This article is more than 3 years old

The market in academic ebooks needs to change

How does the market in academic ebooks work? Not in the interests of students, staff or universities, argues Anthony Sinnott.
This article is more than 3 years old

Anthony Sinnott is Access and Procurement Development Manager at the University of York 

The pricing of academic ebooks matters.

It always has, but it’s hopefully obvious why it matters more now, and will likely matter a great deal still into the future.

There are problems. Current “industry standard” pricing models create revenue where none previously existed, severely reduce opportunities for second hand markets to exist, tie institutions (unhelpfully) to platforms, retain ownership and overall control of the resource in a way that means it can ultimately be denied to the user at the whim of the publisher, and front load all risk and “future use costs” to the institution at the point of initial sale.

A newly launched campaign kick started by Johanna Anderson at the University of Gloucestershire argues that academic publishing practices are making ebooks unaffordable, unsustainable and inaccessible to university libraries and therefore to students, academics and other users. I’ve joined with many others calling for urgent regulation of the market, and here I set out why.

Creating revenue where none previously existed

It is an atypical scenario for an institution to invest in every single student getting an individual copy of every single book (limited examples of a significant book being purchased for students on a particular module/course notwithstanding).

The idea that every single student who might see or read a particular text must be accounted for (in terms of revenue generation) is one that simply does not exist for the physical resources that we buy.

But there is an attempt to establish this as the norm for ebooks – an attempt to capture revenue from spaces where none would have existed, and justify this by describing the new resource (e-book) as being fundamentally different enough to warrant this.

It is not that this is an inherently bad thing – every business has the right to explore revenue streams. It is that it is so cynically engineered and constructed through heavy handed restriction of an ostensibly open product, and hidden from any transparency.

Goodbye to second hand markets

As well as all the fancy bells and whistles surrounding ebooks, they also embody the ability for the owner to apply access restrictions beyond the point of purchase.

There are arguments to be had about second hand transmission of copyrighted work that continually play out among smarter and more informed professionals than me. The issue is that it represents a significant shift in power and control to the publisher and is simply never discussed.

We assume that making sure that any avenues by which access is obtained without being paid for is blocked would be the goal of publishers, but we never see this articulated (strategically or objectively).

We are left to assume that this is the goal and that frustrating Digital Rights Management is the tool to achieve this. We are in the business of serving our communities and anything that is of detriment to their experience has a real impact on value to us. If buying into these technologies reduces the flexibility of student activity later, then this automatically makes it more dangerous and less valuable to us, no matter how much marketing material is produced to describe it as “more flexible”.

Tie institutions to platforms

University acquisition teams often place value on flexibility and the freedom to apply choice.
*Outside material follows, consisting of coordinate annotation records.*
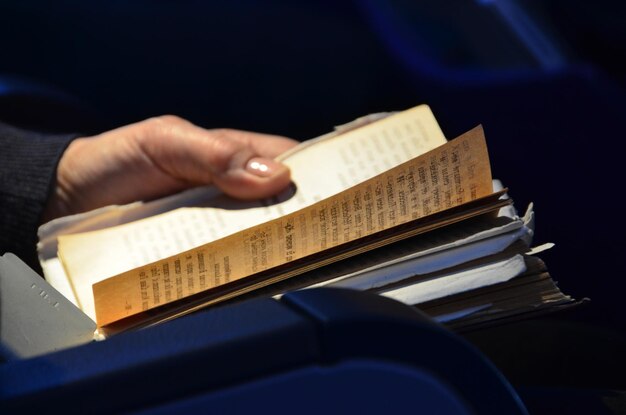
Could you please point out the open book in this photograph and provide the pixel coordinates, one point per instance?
(385, 203)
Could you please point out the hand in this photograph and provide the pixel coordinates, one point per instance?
(161, 156)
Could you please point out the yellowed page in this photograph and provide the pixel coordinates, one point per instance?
(319, 170)
(448, 176)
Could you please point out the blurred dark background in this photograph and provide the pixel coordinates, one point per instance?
(546, 80)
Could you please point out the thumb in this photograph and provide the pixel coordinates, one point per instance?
(240, 163)
(252, 177)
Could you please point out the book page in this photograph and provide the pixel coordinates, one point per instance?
(318, 171)
(448, 176)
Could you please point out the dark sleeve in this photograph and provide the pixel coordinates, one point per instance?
(28, 163)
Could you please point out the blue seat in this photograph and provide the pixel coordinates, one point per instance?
(314, 351)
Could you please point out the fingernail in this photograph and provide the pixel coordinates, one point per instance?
(263, 167)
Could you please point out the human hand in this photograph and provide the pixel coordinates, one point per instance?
(161, 156)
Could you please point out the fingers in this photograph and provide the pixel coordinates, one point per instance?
(239, 162)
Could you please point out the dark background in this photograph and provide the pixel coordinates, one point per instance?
(546, 80)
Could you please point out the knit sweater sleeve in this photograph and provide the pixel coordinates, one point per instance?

Anything that abrogates this feels like an attempt to squeeze us into somewhere we don’t necessarily want to go.

If the only way to buy your book is to tie ourselves to a platform that we otherwise would not consider, then this is limiting behaviour that is likely to cause us significant ethical, logistical, and practical issues that we will not thank publishers for.

Front loading risk and “future use costs” at the point of sale

Libraries are typically expected to take all of the risk and foot the entire bill for actual usage, possible usage, hoped for usage, and fictional future usage of an ebook at the first point of sale. This is so rigid, unimaginative, and inflexible that it forestalls a huge amount of potential constructive work. It is one of my great professional frustrations and a source of profound anger that professional publishers approach this space with such paucity of ambition and limited thinking.

There are ways to address this – purchasing models that could tie revenues to actual usage, spread the risk at first purchase, allow for self determination and untether some of the untapped potential of ebooks, but these remain locked away behind the flat out refusal of publishers to engage beyond baby steps.

The irony is that universities are always ready to invest in new systems and developments, and Librarians are one of the most open communities that exist. It is a ripe area for trial and error, for experimentation and for exciting adventures into the boundaries of what could be possible combining digital resources with accessible pedagogy.

But all of this untapped potential stops at the point when we are told “Nope. Single user only. And it’s 50x more expensive because lots of future people might use it.” We require more acknowledgement of the fact that we have significant skills and experience that could contribute to vast improvements in this area. Refusal to engage in this area will, likely, continue the race to the bottom that we are currently in.